LBNL Report Number
Benefits analysis of US Federal government funded research, development, demonstration, and deployment (RD3) programmes for renewable energy (RE) technology improvement typically employs a deterministic forecast of the cost and performance of renewable and nonrenewable fuels. The benefits estimate for a programme derives from the difference between two forecasts, with and without the RD3 in place. The deficiencies of the current approach are threefold:
- it does not consider uncertainty in the cost of non-renewable energy (NRE), and the option or insurance value of deploying RE if and when NRE costs rise;
- it does not consider the ability of the RD3 manager to adjust the RD3 effort to suit the evolving state of the world, and the option value of this flexibility; and
- it does not consider the underlying technical risk associated with RD3, and the impact of that risk on the programme's optimal level of RD3 effort.

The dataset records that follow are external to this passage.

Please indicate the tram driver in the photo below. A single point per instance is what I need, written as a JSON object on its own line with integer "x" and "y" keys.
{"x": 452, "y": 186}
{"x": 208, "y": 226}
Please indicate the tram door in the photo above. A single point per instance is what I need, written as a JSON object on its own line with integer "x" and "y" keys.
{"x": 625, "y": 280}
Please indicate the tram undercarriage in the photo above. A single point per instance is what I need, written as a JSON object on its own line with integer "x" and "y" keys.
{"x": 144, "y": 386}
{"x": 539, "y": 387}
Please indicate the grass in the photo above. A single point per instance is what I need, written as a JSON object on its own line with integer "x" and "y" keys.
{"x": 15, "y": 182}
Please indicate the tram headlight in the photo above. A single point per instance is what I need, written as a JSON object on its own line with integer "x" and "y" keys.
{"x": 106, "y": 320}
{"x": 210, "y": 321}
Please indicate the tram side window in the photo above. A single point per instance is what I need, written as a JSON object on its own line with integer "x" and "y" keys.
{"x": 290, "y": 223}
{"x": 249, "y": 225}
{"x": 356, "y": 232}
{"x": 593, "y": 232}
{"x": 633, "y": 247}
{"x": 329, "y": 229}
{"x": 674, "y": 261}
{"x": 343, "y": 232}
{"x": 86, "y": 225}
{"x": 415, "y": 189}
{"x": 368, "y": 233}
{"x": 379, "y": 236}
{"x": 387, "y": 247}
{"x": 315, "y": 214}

In this paper, a rudimentary approach to determining the option value of publicly funded RE RD3 is developed. The approach seeks to tackle the first deficiency noted above by providing an estimate of the options benefit of an RE RD3 programme in a future with uncertain NRE costs. While limited by severe assumptions, a computable lattice of options values reveals the economic intuition underlying the decision-making process. An illustrative example indicates how options expose both the insurance and timing values inherent in a simplified RE RD3 programme that coarsely approximates the aggregation of current Federal RE RD3. This paper also discusses the severe limitations of this initial approach, and identifies needed model improvements before the approach can adequately respond to the RE RD3 analysis challenge.